If you have seasonal allergies (hay fever), you’ll start using the allergy drops three to four months before allergy season starts and continue taking them until it ends. If you’re allergic to something that’s around all the time, like I dust mites, you’ll take them throughout the year.
Your allergy symptoms should begin to improve within a few months of starting allergy drops but getting the full benefit may take a year or more.
In case of emergency
Since you give yourself the tablets at home, you should get written instructions about when to contact your doctor and how to identify and manage any possible side effects. Your doctor will also prescribe epinephrine that can be self-injected in case you have an anaphylactic reaction.
You shouldn’t take allergy drops if you have severe asthma because they can set off an asthma attack.
Allergy drops vs allergy shots
Allergy drops pros
- no needles or injections
- can be taken at home
- fewer side effects including potentially lower risk of anaphylaxis
- may be less expensive because taken at home
- more acceptable to children
- takes less time overall
Allergy drops cons
- usually only one allergen per tablet
- medications for only four allergens are FDA approved
- long-term safety and efficacy not fully known or researched yet
- requires compliance with taking the medication
- must be taken daily
- may not be covered by insurance
- can include multiple allergens in one shot
- FDA-approved for most allergens
- long-term safety and efficacy are known and well-researched
- have been used for many years
- only receive it one to two times a week or month
- requires needles and injections
- have to go to doctor’s office to get them
- more side effects including potentially higher risk of anaphylaxis
- more expensive because of office visits
- may not be acceptable to children
Allergy drops and food allergy treatments
Allergy drops might also be effective for food allergies, but a lot less research has been done on it compared to oral immunotherapy (OIT).

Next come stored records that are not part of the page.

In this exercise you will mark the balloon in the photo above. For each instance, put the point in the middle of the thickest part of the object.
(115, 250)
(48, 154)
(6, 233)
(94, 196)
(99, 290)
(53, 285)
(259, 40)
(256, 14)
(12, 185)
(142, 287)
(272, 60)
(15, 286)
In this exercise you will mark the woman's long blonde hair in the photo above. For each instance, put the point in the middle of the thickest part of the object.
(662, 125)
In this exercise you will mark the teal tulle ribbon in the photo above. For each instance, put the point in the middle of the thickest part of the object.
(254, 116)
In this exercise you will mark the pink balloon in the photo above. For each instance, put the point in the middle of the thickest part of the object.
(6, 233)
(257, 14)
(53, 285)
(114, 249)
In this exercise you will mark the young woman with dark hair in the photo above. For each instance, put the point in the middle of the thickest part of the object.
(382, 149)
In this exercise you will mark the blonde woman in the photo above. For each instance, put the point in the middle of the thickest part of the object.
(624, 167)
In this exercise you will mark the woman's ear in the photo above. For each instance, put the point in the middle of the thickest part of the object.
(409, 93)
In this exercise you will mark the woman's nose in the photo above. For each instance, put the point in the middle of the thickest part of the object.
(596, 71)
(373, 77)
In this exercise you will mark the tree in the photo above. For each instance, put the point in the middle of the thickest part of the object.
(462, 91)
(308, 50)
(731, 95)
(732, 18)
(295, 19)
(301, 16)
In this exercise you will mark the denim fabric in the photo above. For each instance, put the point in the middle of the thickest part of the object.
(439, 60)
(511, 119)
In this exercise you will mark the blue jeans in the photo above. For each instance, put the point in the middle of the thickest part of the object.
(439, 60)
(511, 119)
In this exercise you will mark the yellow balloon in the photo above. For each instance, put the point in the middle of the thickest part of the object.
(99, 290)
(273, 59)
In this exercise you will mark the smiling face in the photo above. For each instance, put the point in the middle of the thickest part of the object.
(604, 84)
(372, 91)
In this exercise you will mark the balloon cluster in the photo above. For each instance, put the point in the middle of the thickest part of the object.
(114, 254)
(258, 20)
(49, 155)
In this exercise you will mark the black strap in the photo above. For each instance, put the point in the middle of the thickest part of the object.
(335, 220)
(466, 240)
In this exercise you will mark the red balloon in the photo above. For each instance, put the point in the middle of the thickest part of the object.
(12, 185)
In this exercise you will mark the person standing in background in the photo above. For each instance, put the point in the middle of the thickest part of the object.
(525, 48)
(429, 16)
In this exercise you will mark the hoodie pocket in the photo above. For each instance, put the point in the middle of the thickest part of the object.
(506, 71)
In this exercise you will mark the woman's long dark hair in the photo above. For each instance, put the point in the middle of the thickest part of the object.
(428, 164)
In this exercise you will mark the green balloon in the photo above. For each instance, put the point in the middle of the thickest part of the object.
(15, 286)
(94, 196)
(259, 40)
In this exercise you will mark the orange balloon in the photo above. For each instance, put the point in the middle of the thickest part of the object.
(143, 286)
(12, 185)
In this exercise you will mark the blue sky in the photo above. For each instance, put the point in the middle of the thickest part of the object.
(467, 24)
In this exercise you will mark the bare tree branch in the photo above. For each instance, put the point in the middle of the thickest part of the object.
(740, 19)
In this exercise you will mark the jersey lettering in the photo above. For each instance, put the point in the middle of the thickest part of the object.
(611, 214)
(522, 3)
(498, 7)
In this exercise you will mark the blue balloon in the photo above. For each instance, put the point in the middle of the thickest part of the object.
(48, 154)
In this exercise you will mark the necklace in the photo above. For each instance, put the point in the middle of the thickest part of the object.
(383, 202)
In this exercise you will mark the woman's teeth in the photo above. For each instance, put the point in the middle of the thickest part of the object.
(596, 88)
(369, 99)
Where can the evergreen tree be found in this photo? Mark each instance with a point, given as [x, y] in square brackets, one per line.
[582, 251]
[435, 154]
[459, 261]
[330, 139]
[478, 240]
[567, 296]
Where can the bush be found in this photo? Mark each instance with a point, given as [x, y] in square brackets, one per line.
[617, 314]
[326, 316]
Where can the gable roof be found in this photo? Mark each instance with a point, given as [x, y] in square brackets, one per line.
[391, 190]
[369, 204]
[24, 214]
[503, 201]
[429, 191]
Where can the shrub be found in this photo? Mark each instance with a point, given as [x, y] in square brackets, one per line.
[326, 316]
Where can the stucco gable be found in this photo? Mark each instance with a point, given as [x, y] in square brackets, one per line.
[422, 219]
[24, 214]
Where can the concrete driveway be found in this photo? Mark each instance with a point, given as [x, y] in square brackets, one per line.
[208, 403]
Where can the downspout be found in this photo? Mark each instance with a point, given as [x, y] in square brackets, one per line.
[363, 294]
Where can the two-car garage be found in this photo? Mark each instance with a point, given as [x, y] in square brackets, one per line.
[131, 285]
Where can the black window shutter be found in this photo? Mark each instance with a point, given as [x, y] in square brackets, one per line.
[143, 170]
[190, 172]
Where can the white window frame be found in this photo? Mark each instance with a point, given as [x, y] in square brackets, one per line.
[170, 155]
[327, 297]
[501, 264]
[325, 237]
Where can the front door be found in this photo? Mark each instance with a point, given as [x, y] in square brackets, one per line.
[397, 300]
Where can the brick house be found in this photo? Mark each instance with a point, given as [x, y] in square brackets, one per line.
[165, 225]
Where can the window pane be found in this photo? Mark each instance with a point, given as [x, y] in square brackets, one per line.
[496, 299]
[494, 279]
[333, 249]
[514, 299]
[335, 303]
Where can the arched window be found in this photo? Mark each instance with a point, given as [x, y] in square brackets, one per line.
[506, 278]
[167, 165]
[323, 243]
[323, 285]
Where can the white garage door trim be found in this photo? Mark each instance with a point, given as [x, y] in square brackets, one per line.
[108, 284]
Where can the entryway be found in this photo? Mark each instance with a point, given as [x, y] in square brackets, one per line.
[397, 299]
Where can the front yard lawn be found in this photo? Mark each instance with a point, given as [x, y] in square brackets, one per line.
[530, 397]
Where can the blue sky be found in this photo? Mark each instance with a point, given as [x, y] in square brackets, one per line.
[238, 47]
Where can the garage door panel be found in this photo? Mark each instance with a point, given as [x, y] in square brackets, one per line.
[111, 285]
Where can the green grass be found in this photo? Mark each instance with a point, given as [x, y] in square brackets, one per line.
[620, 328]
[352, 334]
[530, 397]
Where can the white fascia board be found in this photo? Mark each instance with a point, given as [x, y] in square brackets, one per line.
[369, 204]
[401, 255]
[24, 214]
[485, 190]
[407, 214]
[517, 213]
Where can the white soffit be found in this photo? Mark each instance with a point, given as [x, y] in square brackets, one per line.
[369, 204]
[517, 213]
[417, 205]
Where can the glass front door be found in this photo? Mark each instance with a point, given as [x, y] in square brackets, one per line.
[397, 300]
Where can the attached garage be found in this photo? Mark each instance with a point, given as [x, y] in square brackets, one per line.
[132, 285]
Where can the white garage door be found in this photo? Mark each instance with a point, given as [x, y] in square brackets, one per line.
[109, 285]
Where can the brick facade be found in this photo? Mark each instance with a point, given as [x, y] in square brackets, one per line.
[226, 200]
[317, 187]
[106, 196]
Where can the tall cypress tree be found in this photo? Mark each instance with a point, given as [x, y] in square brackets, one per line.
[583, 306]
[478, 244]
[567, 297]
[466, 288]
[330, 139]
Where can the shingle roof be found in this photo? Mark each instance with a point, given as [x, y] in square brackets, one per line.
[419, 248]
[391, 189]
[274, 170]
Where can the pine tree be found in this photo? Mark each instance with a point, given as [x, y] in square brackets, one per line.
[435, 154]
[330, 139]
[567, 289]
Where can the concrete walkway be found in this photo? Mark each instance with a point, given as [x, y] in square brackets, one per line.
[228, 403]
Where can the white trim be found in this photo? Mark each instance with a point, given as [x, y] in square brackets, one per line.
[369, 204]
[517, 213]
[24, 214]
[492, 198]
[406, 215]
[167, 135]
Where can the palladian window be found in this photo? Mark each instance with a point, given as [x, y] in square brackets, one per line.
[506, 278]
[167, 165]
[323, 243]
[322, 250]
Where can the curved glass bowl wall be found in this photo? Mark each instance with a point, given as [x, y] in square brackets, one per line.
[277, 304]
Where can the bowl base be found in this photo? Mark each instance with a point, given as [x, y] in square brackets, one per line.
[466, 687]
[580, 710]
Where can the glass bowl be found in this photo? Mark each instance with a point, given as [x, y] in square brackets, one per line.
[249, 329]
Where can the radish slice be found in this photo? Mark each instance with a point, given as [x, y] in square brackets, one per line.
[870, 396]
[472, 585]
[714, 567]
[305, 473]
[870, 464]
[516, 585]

OIT is another method used to desensitize you to an allergen. But it’s only used for allergies to food, especially peanuts. It’s similar to allergy drops, but instead of the allergen being in a tablet that’s put under your tongue, you’re given tiny amounts of the food allergen to eat.
An article comparing OIT and allergy drops have found that OIT works better but has more side effects. Using both methods together may give a better result with fewer side effects. More studies are needed.
OIT is also not FDA approved. According to the American Academy of Allergy, Asthma & Immunology, while we can’t know if or when a standardized OIT product would be developed by anyone or approved by the FDA, the most likely would be for peanut allergy.
Allergy drops side effects
Side effects most often occur during the first week of treatment. Many are usually mild. Side effects include:
- throat irritation
- itchiness of your lips, inside of your mouth, or of your ears
- sores on your tongue or in your mouth
- swelling of your tongue or the inside of your mouth
Less common, more severe reactions
Rarely, nausea, vomiting and abdominal pain occur.
A severe life-threatening body-wide allergic reaction called anaphylaxis rarely occurs. Symptoms come on suddenly and include:
- shortness of breath
- low blood pressure
- fast or irregular heart rate
- throat swelling
- loss of consciousness
Anaphylaxis should be treated as soon as possible by self-injecting epinephrine and then calling 911.
Allergy drops can be very effective for treating allergic rhinitis due to ragweed, some grasses, and dust mites. They are as effective as allergy shots and are associated with fewer side effects. Currently there are only four types FDA-approved allergy drops, although other types are used as off-label drugs.
Allergy drops may be an excellent alternative to allergy shots for you if you don’t like shots or don’t have time for frequent visits to the doctor’s office.